C’est un quinquagénaire à la barbe grisonnante qui nous reçoit, les rides creusant le coin de ses yeux, au quatrième étage du siège du Conseil National des Droits de l’Homme (CNDH), à Rabat. Lui, c’est Ahmed Haou. Un ex-condamné à mort, au visage marqué d’un passé lugubre qui raconte dix années passées dans les couloirs de la mort.

Tout commence un 20 juin 1983, qui coïncide avec le ramadan. Deux années après les émeutes de Casablanca de 1981, Ahmed et ses camarades manifestent « pacifiquement » leur mécontentement contre le régime de Hassan II.

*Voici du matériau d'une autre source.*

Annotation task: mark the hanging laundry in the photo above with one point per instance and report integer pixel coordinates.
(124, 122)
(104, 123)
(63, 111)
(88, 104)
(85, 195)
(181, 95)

À l’heure du ftour,  il accroche des banderoles sur les murs de Mohammedia, clandestinement. L’été est là. Ahmed part camper lorsqu’il apprend que sa famille est devenue une cible. Les autorités ont débarqué dans la maison familiale pour cherche le jeune militant et poser des questions.  Il décide de se rendre illico presto au commissariat, volontairement. « J’ignorais que je marchais au-devant de la guillotine. Si je pouvais revenir en arrière, je ne me serais jamais livré« , regrette-t-il, le regard sec.

Au centre de détention de Derb Moulay Cherif de Casablanca, les matons avaient pour seuls mots d’ordre « les actes d’humiliation« . Ahmed nous confie, ému, avoir subi plusieurs traitements dégradants: « des atteintes à l’ intégrité physique et morale, la malnutrition et aucun suivi sanitaire« . Il décrit également « la torture quotidienne et méthodique » qui lui a été infligée. Ahmed Haou quitte Moulay Cherif le 13 janvier 1984, après y avoir passé 6 mois.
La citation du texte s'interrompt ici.